Salman Rushdie writes in response to Pankaj Mishra‘s criticism of Rushdie’s criticism of Mo Yan, calling Mishra’s a “satanic view of human society,” to which Mishra responds that it’s easy “to upbraid a Chinese writer from afar.”
Hock G. Tjoa reviews Mo Yan’s Red Sorghum: “Some people love Goya’s paintings, especially those he did of Spanish royalty … But it is difficult to pay heed when there is a Guernica in the same room.”
At BBC Radio “Howard Goldblatt and novelist and film maker Xiaolu Guo discuss the nature of Chinese literature and how much Mo Yan and his fellow contemporary Chinese novelists can teach us about life inside this emerging world force.”

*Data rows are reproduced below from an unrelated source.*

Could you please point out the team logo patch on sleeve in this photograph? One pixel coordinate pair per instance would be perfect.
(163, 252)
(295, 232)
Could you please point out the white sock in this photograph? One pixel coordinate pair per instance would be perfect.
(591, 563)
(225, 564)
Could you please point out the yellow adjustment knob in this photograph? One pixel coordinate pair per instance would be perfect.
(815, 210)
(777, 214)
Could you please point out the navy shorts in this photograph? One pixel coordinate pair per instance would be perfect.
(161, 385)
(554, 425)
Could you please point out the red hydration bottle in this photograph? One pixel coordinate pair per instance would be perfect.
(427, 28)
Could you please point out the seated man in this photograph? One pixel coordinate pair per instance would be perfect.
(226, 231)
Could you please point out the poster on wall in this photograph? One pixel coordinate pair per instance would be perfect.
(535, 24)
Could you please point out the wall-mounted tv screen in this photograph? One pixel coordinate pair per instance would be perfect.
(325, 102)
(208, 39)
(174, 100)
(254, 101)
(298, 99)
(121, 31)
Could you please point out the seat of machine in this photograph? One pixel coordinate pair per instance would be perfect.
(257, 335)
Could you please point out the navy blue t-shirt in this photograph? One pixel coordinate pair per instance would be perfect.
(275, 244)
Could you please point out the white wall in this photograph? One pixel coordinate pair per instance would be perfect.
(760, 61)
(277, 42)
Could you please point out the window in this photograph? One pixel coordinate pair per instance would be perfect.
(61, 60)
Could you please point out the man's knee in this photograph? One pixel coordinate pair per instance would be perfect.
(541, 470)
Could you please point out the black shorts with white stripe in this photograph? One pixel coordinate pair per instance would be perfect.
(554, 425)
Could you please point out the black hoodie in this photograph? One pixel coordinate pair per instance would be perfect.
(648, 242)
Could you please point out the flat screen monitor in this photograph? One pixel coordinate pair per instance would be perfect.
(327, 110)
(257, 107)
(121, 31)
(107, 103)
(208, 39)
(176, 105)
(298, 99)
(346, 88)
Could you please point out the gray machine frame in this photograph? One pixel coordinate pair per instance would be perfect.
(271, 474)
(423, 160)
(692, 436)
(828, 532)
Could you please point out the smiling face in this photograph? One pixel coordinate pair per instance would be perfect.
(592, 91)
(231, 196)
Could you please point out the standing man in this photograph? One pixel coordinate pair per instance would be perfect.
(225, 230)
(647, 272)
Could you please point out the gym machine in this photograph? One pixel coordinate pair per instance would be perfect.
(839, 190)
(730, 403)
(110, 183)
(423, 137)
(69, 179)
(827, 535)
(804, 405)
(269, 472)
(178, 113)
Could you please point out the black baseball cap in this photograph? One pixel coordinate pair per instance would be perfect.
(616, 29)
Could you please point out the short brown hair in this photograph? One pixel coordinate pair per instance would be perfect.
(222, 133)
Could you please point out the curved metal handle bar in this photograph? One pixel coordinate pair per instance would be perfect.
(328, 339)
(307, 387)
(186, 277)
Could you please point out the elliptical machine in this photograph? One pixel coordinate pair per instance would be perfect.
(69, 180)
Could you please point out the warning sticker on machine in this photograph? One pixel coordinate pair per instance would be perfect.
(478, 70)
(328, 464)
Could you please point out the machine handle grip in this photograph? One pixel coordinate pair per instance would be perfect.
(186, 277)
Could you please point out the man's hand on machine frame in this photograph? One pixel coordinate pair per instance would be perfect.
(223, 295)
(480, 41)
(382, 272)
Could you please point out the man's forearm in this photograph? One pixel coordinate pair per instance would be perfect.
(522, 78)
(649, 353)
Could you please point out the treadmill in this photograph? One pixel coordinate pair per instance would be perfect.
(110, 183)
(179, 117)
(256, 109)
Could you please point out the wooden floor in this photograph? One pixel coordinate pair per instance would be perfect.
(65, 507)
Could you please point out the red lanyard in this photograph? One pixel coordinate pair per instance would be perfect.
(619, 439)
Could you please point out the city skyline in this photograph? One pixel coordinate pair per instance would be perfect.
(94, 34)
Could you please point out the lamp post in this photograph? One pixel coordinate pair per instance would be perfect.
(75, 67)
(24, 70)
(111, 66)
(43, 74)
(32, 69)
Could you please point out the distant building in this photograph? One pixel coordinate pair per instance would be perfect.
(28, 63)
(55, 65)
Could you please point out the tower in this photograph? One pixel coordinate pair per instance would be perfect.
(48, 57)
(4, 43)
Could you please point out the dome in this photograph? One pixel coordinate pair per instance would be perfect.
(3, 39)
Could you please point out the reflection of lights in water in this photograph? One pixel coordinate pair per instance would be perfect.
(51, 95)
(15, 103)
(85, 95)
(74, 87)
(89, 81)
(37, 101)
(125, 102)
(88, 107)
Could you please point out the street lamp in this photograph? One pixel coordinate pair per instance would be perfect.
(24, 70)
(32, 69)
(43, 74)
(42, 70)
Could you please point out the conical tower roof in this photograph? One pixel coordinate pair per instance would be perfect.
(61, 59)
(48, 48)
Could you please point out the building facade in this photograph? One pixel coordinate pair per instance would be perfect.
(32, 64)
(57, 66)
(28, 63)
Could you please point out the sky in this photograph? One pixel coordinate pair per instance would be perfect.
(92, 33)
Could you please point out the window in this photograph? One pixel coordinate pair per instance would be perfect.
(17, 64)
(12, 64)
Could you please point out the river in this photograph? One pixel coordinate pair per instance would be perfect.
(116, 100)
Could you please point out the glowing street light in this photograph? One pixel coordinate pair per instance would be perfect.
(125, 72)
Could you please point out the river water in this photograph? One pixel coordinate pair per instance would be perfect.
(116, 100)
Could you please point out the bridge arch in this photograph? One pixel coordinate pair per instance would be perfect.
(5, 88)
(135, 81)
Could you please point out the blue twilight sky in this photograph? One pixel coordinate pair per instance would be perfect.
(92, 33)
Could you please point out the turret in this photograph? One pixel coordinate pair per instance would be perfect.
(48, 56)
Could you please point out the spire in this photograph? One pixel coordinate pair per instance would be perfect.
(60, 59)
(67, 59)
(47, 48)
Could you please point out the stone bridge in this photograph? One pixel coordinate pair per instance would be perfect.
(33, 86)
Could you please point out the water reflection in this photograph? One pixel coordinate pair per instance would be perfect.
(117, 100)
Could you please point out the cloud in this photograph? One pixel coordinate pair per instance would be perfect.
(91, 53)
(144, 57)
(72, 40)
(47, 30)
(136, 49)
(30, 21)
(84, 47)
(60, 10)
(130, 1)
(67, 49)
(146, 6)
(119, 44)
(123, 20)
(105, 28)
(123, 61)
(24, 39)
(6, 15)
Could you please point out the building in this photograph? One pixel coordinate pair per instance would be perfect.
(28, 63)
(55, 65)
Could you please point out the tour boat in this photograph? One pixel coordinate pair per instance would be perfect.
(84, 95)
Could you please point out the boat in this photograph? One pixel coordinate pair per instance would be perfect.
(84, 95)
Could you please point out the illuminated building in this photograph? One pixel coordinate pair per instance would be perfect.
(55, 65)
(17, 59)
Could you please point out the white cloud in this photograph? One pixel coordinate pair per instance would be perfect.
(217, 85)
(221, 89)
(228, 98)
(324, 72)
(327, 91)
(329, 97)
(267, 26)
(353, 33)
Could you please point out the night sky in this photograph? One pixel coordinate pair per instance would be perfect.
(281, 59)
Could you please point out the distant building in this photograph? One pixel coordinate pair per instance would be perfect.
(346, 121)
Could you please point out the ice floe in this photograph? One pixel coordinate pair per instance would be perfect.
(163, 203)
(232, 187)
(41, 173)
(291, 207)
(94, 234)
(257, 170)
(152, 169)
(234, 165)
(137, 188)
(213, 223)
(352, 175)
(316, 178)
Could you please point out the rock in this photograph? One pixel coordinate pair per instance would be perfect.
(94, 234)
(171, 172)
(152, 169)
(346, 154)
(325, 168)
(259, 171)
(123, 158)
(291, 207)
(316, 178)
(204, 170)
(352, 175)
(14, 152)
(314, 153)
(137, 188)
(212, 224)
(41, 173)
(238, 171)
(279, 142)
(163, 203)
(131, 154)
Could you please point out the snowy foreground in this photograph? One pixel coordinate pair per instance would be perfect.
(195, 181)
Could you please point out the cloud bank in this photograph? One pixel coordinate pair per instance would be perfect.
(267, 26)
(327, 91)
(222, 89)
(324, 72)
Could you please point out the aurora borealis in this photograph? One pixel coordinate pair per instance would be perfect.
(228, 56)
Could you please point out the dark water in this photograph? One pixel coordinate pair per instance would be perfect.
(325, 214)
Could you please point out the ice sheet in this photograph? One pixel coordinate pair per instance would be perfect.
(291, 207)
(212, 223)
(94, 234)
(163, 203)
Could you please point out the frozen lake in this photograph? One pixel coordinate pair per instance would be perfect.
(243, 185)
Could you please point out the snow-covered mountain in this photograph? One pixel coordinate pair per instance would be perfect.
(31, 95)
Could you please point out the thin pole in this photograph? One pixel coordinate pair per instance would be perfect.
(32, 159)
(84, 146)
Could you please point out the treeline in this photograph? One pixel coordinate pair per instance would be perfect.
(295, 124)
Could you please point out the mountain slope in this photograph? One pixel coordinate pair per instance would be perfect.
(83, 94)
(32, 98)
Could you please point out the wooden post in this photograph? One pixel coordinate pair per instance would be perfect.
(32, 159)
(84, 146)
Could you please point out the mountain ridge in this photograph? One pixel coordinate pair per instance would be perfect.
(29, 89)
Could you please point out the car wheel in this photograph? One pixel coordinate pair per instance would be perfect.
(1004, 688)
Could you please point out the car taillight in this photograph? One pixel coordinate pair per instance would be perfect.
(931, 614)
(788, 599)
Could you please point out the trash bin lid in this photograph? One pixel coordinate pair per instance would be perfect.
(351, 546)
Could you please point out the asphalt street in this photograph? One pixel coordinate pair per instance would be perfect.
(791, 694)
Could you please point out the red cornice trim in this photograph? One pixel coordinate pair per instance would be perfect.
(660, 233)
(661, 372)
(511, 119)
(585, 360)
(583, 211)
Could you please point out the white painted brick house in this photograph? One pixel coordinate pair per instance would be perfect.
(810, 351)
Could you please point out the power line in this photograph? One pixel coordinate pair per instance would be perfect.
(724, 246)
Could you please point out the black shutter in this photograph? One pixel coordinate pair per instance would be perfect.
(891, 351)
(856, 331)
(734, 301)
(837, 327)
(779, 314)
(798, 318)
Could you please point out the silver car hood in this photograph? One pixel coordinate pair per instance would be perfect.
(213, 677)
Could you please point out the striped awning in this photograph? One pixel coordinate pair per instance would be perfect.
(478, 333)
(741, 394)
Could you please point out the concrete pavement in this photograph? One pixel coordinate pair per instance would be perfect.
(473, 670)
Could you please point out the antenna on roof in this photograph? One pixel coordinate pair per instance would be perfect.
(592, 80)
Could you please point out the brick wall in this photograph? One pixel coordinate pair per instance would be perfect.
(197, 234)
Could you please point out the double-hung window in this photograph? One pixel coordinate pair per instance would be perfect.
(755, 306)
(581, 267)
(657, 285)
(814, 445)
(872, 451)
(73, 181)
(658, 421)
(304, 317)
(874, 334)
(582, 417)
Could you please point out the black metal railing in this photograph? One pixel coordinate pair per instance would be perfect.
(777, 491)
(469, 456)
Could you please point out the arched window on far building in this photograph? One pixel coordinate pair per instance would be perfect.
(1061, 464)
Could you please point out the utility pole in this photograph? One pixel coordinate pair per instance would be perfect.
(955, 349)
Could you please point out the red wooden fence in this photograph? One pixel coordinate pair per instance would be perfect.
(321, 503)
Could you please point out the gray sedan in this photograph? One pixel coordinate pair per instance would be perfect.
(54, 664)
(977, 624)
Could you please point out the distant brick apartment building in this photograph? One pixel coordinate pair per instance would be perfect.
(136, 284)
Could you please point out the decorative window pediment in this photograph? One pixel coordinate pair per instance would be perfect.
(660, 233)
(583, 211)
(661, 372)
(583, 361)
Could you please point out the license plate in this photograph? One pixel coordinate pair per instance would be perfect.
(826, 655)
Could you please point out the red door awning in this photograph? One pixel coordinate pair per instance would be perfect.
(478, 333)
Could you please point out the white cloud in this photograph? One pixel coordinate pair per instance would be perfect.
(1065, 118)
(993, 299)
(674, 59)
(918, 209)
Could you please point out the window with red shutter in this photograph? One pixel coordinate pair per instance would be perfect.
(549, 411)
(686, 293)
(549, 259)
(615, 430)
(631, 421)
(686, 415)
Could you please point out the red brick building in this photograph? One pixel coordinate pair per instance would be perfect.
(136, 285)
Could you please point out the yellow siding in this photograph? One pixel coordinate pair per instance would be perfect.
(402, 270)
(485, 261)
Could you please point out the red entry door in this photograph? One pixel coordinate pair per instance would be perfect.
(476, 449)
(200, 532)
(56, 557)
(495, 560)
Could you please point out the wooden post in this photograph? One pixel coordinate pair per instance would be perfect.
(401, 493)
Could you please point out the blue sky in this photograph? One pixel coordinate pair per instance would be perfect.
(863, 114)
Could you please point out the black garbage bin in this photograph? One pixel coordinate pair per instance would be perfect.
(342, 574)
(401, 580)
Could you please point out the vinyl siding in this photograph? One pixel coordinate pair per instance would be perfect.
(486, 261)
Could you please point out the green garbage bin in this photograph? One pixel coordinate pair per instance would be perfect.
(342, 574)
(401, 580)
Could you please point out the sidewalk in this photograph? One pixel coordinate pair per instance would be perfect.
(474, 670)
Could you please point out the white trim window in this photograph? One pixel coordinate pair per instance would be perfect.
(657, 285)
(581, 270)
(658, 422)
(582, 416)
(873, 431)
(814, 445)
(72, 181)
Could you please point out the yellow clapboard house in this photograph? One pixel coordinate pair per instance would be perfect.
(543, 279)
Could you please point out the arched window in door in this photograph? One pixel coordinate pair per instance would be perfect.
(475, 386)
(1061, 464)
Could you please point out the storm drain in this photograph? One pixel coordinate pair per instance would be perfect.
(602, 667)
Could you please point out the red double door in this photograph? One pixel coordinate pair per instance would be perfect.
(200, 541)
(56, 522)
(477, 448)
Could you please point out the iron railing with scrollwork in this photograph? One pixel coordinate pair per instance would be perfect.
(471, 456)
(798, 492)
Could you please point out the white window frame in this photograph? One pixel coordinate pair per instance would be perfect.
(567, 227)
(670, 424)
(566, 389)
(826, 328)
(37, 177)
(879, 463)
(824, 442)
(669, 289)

James Kidd at SCMP reviews Sandalwood Death and says, “Like so many of its characters and indeed China itself, the moral of the story is often hard to grasp … Those like Salman Rushdie who dismiss Mo as simply a ‘patsy’ of an authoritarian government would do well to read this complex, and subtle novel that illuminates the darkest corners of power, control and political violence.”
Yunte Huang 黃运特 reviews Pow!: “While the jury is still out as to whether the Chinese writer Mo Yan, who is said to have been toeing the party line, truly deserves the Nobel Prize for Literature, there is little doubt that his novel POW!—with its Rabelaisian carnivalesque language and surrealist narration—rightly belongs among the best of world literature.”
The Complete Review reviews Sandalwood Death, giving it an A and calling it “sensational (in every sense of the word) storytelling.”
The Boston Globe reviews Pow! and Sandalwood Death, praising Mo Yan’s work as “not realistic. It is magical, Rabelasian, satirical, steeped in blood, and obsessed with food in uncomfortable ways,” but they don’t know how to refer to Chinese people by their family name.
Chad Post of Three Percent is excited to read Sandalwood Death and gushes over the trailer.
And Dylan Suher reviews Pow! and Sandalwood Death: “There are those who are blessed with an unerring (and to others, infuriating) faith in their own view of the world … For us—the rest of us—there is literature.”